The investigation, as explained in the NAO’s report, did not uncover any evidence to suggest fraud and/or corruption. There is, however, reference to what is being described as an “oversight”. Of central importance in the development of this “oversight” was the authority dealing with land-use planning – then known as MEPA, today rebranded as PA!

When an application for an outline development permission was submitted by the Dingli Local Council in 2002 (application PA5314/02) the local council was requesting the incorporation of a catering area in the submitted plans. Drawing on planning documentation, the NAO report explains in detail how Dingli Local Council was requested by MEPA to revise the submitted proposal. These changes, the NAO report emphasised, “included the elimination of catering services”. To be very clear, MEPA insisted on a change to the development proposal itself.

The original development proposal submitted by the Local Council consisted of the demolition of the two existing buildings and the construction of a new building, consisting of three floors, of a modern design, which occupied a larger footprint than the existing structures. The plans included a kitchenette and a large area designated for seating.

MEPA insisted – and Dingli Local Council agreed – that the description of the proposed development be amended to read ‘restore existing structures, carry out alterations and additions to convert them to an interpretive centre’. The sale of food and drink on site was to be limited to the use of vending machines.

Subsequently, an application for full development permission was submitted by Dingli Local Council and approved by MEPA. We are informed by the NAO report that the approved application (PA0425/08), “allowed food and drink to be served at the Interpretation Centre as an ancillary activity” notwithstanding the fact that these were prohibited by the previous approved outline development permit which established the basic acceptable parameters of the project.

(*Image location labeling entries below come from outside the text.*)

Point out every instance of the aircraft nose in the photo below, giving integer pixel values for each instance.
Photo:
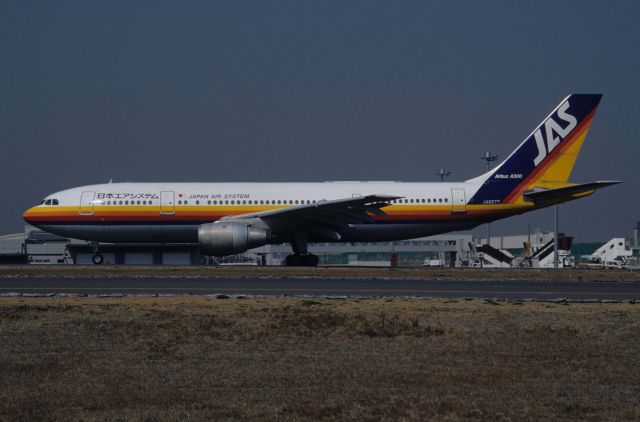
(27, 216)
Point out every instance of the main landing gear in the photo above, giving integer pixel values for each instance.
(300, 257)
(302, 260)
(97, 257)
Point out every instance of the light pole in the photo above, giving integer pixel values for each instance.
(443, 173)
(489, 157)
(555, 237)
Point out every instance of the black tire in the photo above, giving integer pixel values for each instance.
(294, 260)
(311, 260)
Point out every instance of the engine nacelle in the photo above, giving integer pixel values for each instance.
(228, 238)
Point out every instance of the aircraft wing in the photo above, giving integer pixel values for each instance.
(567, 193)
(323, 217)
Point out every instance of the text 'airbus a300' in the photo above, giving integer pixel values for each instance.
(229, 218)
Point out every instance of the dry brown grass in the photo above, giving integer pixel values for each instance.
(319, 272)
(202, 358)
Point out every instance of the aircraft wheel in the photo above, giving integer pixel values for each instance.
(97, 259)
(294, 260)
(311, 260)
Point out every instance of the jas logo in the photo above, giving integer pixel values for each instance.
(554, 133)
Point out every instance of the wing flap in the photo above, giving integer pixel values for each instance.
(567, 193)
(323, 217)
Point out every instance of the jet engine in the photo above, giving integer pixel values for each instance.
(228, 238)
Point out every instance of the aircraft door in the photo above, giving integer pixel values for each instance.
(458, 201)
(86, 203)
(167, 203)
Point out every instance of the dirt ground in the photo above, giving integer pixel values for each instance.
(319, 272)
(213, 358)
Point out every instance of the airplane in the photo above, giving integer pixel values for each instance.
(229, 218)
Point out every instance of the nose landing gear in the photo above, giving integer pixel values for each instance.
(97, 259)
(300, 257)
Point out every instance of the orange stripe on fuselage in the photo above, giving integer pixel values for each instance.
(212, 213)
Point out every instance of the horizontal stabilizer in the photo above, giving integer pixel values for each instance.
(567, 193)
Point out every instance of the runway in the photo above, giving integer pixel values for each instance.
(449, 289)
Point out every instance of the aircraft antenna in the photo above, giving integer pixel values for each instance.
(489, 157)
(443, 173)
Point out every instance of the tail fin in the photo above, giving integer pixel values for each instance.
(545, 158)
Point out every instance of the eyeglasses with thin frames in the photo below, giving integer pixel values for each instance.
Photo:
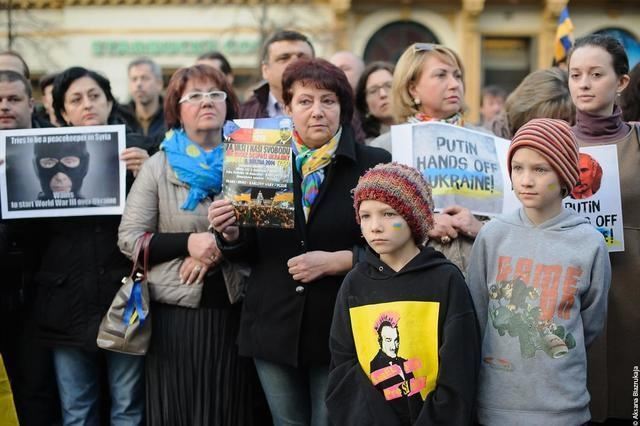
(424, 47)
(197, 97)
(374, 90)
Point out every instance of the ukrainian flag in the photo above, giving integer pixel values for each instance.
(564, 36)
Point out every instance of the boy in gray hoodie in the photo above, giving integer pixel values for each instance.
(539, 279)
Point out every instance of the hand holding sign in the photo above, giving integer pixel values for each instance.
(463, 220)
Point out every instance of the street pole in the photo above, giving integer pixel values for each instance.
(9, 26)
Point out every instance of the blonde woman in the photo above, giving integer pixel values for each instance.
(428, 85)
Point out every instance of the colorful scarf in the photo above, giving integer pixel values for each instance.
(455, 119)
(310, 163)
(199, 169)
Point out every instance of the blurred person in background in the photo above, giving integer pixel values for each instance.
(373, 99)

The NAO report states that when the Chairperson of the Development Control Commission (DCC) was queried on the matter, she explained this variance as an “oversight” and said that she was under the impression that the permit issued reflected the Board’s discussion, and therefore excluded catering on site.”

Now an “oversight”, according to my dictionary is “a mistake made through a failure to notice something”.

Going through the MEPA documentation available, I came across the minutes of the DCC which do not indicate an oversight. In fact, the minutes of the DCC held on 18 March 2009 specifically state that there was the intention to refuse the application specifically because catering facilities (that is Class 6 use) were not approved in the outline development permission.

In the MEPA documentation which is referred to as DPAR (Development Permit Application report) in the section entitled “Notes to Committee”, it is written that the Local Council architect reacted by submitting a revised set of drawings in which the catering facility was removed.

In later meetings of the DCC, this intention disappeared and the application (including the catering facilities) was approved on 20 January 2010.

This is anything but an “oversight”: they knew all along what was going on.

The NAO report states: “This Investigation notes that between 18 March 2009 and 10 March 2010, MEPA’s position changed from excluding Class 6 facilities to one that allowed catering as an ancillary facility.”

The basic question is: what happened between the 18 March 2009 and 10 March 2010, as a result of which the DCC changed its views? It is a question which the NAO report fails to answer.

Only idiots would accept that this is an “oversight”.